A warm bowl of chili is an excellent alternative to soup on a crisp fall evening. Unlike a stew, chili has a bit less broth and a focus on chiles and bold seasoning. This version adds plenty of vegetables and lentils for texture and nutrition, while remaining mildly spicy — adjust the heat to your taste.

This recipe yields a large batch, ideal for serving guests who can customize their bowls with garnishes, or for making lunches to take along in a thermos for several days.

Preparation is straightforward: most of the work is chopping the butternut squash and trimming the chicken. Everything cooks in one pot for easy cleanup.

Red chief lentils are pale, lens-shaped legumes that cook quickly and provide a pleasing texture. They soften while holding their shape, adding fiber, protein, folate, potassium, iron, and magnesium to the chili.

Chiles used: This chili uses two types of chiles for layered flavor — one dried and one fresh. Guindilla dried chiles provide mild heat, earthy depth, and a sweet red color. You can substitute red pepper flakes or another dried chile you prefer. Fresh jalapeños add gentle heat; swap for serranos if you want more heat.

Broth: Homemade chicken broth is recommended for its superior flavor and nutritional benefits. A good broth adds mineral and aromatic depth, plus collagen if made with bones. I like to make a large pot and freeze extras in two-cup portions for later use.

Chicken tenderloins are ideal here because they stay tender and are hard to overcook. Cut each tenderloin into even chunks, season, and brown briefly in a little olive oil before simmering. To remove the tendon, grasp the white tendon at one end, slide a knife underneath at a shallow angle, and pull it away while cutting to release it.

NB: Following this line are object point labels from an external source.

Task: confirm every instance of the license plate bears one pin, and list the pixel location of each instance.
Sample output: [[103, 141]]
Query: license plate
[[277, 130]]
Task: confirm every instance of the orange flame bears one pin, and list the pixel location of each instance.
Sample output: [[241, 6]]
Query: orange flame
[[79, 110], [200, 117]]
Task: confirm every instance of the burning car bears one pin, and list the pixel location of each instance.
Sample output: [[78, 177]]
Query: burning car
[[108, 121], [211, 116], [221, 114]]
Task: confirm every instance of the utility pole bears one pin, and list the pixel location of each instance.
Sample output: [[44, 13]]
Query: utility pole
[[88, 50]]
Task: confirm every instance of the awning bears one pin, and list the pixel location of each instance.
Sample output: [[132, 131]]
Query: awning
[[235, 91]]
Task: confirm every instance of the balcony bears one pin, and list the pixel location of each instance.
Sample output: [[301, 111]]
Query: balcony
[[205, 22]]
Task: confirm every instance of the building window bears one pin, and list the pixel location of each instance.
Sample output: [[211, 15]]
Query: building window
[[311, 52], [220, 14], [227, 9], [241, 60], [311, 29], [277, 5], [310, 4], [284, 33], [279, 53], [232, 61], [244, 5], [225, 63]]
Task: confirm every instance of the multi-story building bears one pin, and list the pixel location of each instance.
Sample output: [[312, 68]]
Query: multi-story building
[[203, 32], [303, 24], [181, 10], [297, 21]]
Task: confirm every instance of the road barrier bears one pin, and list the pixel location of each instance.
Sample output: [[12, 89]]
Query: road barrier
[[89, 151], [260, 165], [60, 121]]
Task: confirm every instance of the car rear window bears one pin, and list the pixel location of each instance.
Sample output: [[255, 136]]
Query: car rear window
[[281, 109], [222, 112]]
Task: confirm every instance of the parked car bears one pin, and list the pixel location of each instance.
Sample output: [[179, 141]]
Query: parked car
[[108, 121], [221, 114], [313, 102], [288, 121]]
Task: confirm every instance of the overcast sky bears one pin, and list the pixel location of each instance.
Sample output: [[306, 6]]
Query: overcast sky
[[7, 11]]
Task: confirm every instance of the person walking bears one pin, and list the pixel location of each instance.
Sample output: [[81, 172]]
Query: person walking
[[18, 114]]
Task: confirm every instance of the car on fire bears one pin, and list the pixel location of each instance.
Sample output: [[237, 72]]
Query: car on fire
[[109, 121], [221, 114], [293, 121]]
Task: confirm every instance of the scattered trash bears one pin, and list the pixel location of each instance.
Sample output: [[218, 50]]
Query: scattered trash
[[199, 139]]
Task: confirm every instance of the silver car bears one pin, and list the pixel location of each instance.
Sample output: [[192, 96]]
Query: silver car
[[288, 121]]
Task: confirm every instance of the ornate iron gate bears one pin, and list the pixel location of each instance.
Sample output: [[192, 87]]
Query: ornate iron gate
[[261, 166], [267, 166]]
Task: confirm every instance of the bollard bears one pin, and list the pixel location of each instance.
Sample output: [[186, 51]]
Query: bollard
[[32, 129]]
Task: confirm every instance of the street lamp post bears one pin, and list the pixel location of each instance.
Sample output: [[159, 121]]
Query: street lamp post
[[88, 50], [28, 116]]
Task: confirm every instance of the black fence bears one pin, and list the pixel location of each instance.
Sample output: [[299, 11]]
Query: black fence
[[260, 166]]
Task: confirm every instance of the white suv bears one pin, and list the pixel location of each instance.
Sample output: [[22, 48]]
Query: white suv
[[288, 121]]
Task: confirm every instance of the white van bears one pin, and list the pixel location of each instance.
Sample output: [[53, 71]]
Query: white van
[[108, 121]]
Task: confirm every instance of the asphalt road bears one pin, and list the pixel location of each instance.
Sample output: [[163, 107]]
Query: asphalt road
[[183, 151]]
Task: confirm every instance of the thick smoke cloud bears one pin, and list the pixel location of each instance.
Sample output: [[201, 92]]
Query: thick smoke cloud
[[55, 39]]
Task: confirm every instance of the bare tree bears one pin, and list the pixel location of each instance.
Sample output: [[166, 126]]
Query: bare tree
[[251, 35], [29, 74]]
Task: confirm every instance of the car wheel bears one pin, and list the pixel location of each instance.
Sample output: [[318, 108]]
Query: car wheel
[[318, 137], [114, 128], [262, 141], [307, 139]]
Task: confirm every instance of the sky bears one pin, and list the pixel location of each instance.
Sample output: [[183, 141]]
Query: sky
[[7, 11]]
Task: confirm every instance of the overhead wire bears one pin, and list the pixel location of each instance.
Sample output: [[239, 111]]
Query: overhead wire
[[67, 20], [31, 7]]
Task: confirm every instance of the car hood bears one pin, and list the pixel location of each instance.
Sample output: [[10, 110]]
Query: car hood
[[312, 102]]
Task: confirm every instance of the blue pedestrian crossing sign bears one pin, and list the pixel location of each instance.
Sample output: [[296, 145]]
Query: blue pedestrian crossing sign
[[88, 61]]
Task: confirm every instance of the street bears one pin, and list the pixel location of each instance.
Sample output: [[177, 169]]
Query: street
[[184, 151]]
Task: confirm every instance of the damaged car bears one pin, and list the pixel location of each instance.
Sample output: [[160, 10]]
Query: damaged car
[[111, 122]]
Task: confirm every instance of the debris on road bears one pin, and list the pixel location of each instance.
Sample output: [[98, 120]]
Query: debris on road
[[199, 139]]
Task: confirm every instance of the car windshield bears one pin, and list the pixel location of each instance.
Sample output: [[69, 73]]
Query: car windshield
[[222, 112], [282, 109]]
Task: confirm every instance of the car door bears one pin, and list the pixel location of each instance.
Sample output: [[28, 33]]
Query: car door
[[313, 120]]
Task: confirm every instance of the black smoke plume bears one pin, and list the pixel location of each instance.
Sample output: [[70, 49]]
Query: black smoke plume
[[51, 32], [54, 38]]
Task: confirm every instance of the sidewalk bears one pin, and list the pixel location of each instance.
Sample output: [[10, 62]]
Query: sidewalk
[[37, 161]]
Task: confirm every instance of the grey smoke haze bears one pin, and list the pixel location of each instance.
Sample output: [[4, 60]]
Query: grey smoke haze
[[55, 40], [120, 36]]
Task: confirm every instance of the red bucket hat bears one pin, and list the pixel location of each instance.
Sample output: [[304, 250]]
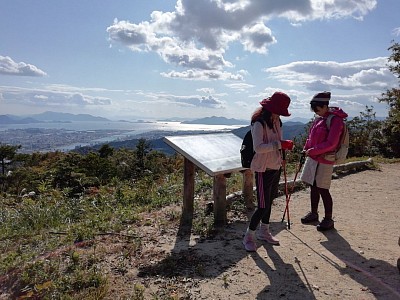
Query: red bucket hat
[[278, 104]]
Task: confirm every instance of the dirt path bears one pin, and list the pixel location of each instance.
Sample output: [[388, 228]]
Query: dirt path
[[357, 260]]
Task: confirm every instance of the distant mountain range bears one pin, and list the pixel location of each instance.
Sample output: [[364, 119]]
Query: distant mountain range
[[48, 116], [216, 121], [57, 117]]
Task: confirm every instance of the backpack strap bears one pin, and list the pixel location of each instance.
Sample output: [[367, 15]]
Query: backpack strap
[[329, 120]]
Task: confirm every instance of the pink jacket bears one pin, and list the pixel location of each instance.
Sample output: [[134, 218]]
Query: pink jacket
[[266, 144], [321, 140]]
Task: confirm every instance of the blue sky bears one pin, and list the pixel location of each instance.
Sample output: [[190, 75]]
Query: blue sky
[[188, 59]]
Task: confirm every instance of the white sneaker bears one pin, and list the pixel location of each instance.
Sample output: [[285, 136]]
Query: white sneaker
[[249, 242], [265, 235]]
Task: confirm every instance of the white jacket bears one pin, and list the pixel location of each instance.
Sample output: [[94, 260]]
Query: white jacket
[[266, 144]]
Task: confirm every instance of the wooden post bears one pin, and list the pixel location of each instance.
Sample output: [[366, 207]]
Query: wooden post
[[247, 189], [219, 195], [188, 192]]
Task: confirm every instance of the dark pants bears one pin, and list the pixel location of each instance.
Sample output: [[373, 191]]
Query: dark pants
[[267, 184], [317, 193]]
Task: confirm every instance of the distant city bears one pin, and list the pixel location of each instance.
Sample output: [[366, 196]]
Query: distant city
[[51, 131]]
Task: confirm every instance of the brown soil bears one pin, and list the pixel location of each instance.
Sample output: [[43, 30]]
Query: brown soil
[[356, 260]]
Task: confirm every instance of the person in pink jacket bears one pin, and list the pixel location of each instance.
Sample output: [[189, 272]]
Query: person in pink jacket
[[320, 148], [266, 164]]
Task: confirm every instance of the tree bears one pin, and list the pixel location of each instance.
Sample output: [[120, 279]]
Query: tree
[[364, 133], [7, 154], [391, 127]]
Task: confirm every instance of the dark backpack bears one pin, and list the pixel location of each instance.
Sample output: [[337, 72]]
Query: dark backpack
[[246, 151], [343, 147]]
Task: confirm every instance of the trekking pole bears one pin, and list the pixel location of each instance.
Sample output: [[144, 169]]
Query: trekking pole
[[301, 162], [286, 189]]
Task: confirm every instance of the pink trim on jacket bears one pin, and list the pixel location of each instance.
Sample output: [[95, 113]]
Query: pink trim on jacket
[[266, 144], [321, 140]]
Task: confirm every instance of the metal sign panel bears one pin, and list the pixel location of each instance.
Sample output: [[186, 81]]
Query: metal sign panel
[[214, 153]]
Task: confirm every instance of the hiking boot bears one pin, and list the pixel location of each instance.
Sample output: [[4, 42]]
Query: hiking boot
[[265, 235], [309, 218], [249, 242], [326, 224], [268, 237]]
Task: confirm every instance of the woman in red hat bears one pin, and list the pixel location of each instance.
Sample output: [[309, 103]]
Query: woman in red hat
[[266, 164], [321, 143]]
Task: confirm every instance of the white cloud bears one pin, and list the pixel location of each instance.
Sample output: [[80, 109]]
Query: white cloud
[[316, 75], [197, 34], [9, 67], [44, 97]]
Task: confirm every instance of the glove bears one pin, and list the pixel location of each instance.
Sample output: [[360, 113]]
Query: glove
[[287, 144]]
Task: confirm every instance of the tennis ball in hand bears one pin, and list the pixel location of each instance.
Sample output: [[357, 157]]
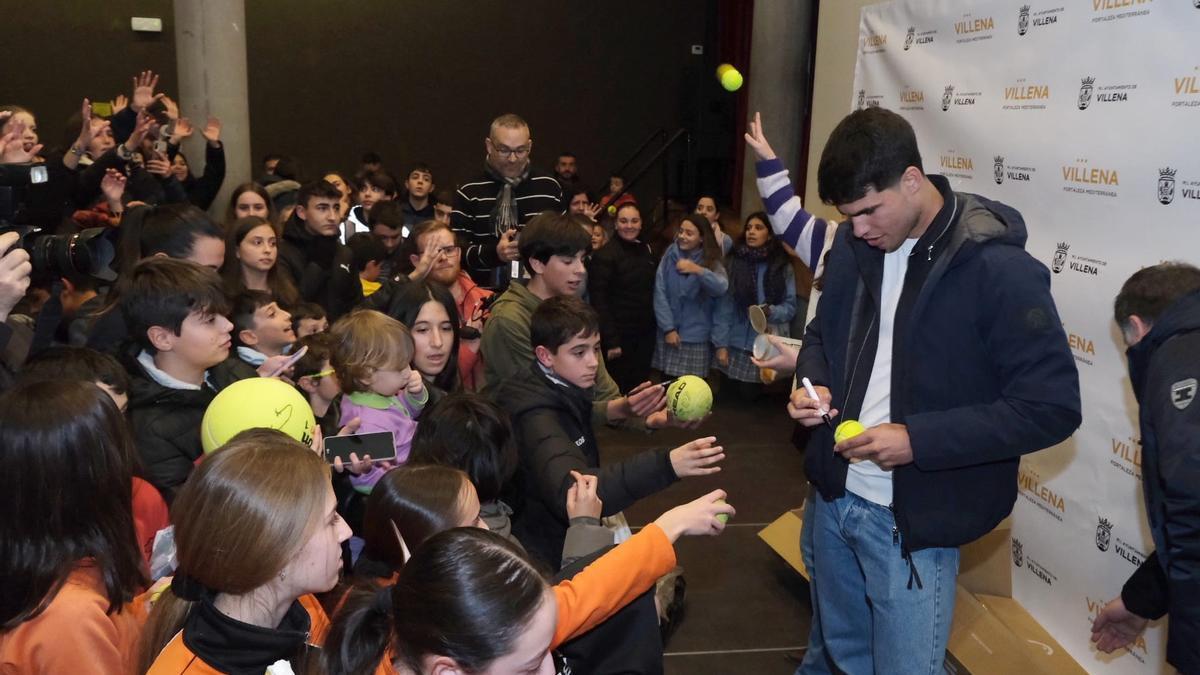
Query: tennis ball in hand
[[731, 79], [689, 398], [256, 402], [723, 517], [847, 430]]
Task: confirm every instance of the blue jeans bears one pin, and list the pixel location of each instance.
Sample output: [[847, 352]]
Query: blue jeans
[[816, 661], [879, 614]]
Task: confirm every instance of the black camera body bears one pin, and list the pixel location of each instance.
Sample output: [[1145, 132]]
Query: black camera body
[[88, 254]]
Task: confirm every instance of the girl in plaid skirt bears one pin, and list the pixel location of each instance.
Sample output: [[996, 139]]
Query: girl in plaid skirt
[[689, 285]]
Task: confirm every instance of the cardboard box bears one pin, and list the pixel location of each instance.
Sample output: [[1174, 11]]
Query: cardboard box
[[991, 633]]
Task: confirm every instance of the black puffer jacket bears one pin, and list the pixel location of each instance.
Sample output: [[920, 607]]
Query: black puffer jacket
[[552, 425], [621, 285], [319, 268], [166, 428]]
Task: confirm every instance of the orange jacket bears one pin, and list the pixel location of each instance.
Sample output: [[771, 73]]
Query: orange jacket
[[75, 634], [175, 657], [605, 586]]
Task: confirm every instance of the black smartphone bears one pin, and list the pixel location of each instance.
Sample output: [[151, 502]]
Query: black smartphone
[[379, 444]]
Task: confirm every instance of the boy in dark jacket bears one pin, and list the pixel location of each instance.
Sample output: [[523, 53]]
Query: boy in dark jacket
[[936, 330], [551, 411], [175, 312], [1158, 311]]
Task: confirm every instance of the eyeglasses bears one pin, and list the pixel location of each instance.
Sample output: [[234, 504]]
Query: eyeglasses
[[453, 250], [511, 153]]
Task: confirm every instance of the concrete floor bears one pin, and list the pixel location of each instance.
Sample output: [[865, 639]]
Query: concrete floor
[[745, 607]]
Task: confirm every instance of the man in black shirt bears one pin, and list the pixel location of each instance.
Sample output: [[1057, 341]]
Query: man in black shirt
[[490, 210]]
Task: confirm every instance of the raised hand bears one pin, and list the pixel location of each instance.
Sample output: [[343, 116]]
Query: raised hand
[[757, 139], [697, 517], [211, 131], [697, 458], [160, 166], [582, 499], [113, 186], [144, 84], [184, 130]]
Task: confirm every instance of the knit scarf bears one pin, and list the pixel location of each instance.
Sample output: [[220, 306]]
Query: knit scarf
[[743, 274], [504, 214]]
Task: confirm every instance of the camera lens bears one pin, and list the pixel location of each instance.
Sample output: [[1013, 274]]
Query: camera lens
[[88, 254]]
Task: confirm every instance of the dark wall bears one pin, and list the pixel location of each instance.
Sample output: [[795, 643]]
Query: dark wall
[[59, 52], [412, 81], [421, 81]]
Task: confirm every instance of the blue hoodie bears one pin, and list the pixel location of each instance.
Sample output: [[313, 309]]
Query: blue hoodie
[[685, 302]]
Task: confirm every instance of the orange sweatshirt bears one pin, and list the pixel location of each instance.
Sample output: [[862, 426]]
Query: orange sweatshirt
[[75, 634], [605, 586]]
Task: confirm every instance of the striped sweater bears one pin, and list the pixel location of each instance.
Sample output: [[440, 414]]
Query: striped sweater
[[472, 216]]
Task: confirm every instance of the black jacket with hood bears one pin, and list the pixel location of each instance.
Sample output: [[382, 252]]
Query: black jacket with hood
[[982, 372], [1164, 371], [552, 426]]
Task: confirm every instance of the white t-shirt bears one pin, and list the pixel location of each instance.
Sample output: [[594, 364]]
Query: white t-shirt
[[865, 478]]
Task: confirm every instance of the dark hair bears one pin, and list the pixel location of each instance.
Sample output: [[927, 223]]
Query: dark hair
[[322, 189], [472, 434], [1152, 290], [467, 593], [364, 249], [868, 149], [558, 320], [424, 167], [243, 308], [279, 281], [388, 214], [551, 234], [171, 230], [287, 168], [381, 179], [417, 501], [321, 348], [76, 363], [163, 292], [405, 306], [232, 209], [66, 471], [412, 244], [305, 310], [711, 250]]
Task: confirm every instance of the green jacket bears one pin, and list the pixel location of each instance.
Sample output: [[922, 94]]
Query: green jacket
[[507, 351]]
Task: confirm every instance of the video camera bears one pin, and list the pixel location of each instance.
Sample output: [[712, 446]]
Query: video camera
[[31, 213]]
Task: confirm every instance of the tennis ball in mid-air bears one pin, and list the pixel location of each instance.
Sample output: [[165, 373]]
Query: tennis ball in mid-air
[[256, 402], [731, 79], [847, 430], [689, 398]]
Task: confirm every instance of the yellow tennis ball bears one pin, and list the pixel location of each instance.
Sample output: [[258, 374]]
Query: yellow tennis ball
[[257, 402], [732, 79], [847, 430], [723, 517], [689, 398]]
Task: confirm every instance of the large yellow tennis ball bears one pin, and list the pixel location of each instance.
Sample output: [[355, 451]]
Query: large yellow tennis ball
[[847, 430], [257, 402], [689, 398], [731, 79]]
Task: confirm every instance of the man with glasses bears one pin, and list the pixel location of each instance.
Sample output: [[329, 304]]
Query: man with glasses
[[490, 210]]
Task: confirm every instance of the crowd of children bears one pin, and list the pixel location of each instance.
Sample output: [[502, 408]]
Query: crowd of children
[[358, 293]]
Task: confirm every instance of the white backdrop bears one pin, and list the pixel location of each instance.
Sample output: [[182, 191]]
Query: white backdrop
[[1084, 115]]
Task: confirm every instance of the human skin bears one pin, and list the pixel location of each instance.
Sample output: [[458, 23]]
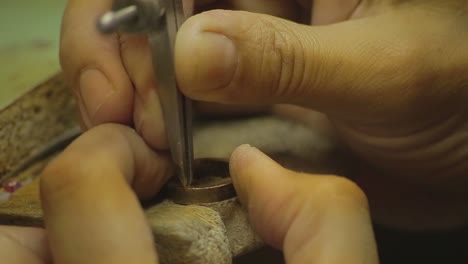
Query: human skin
[[389, 77], [93, 214]]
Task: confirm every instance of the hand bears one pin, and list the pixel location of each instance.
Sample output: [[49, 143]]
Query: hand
[[112, 76], [389, 75], [93, 216], [91, 213]]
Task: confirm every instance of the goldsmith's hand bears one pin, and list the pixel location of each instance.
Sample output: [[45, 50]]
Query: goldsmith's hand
[[319, 219], [92, 215], [389, 75]]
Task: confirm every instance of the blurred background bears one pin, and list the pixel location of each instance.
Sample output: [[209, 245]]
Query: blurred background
[[29, 42]]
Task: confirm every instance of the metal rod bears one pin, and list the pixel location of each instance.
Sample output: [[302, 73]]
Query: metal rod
[[112, 20]]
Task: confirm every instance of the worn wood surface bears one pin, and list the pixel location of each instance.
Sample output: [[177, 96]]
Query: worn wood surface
[[32, 121]]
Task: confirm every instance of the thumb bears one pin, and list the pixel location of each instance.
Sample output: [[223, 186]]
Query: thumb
[[313, 219], [240, 57]]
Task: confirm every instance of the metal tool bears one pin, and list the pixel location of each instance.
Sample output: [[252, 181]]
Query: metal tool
[[161, 19]]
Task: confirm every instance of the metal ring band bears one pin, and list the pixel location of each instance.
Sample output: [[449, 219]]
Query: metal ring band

Garnishes: Offer a variety of toppings so everyone can finish their own bowl. Grated Mexican cheeses such as queso fresco or cotija melt nicely into the warm chili; sharp cheddar also works. A dollop of sour cream is optional. For crunch, add crushed tortilla chips. Finish with a spoonful of raw tomatillo salsa for bright, zesty lime and a touch of heat.

This satisfying white chicken chili is hearty, nutritious, and comforting — perfect for sharing or storing for quick, healthy meals later. Enjoy!

— Karen

Season and brown chicken tenderloins
Season and brown the chicken tenderloins.
Cooking veggies with butternut squash and lentils
Cook the vegetables with butternut squash and seasonings, then stir in the lentils.
Add broth and chicken, simmer until tender
Add the broth and chicken, then simmer gently until everything is tender and cooked through.
Finished chili garnished with herbs
The finished chili, garnished with cilantro or parsley.
Chili topped with crushed tortillas, herbs, sour cream and cheese
Top with crushed tortillas, chopped cilantro or parsley, sour cream, and grated Mexican cheese.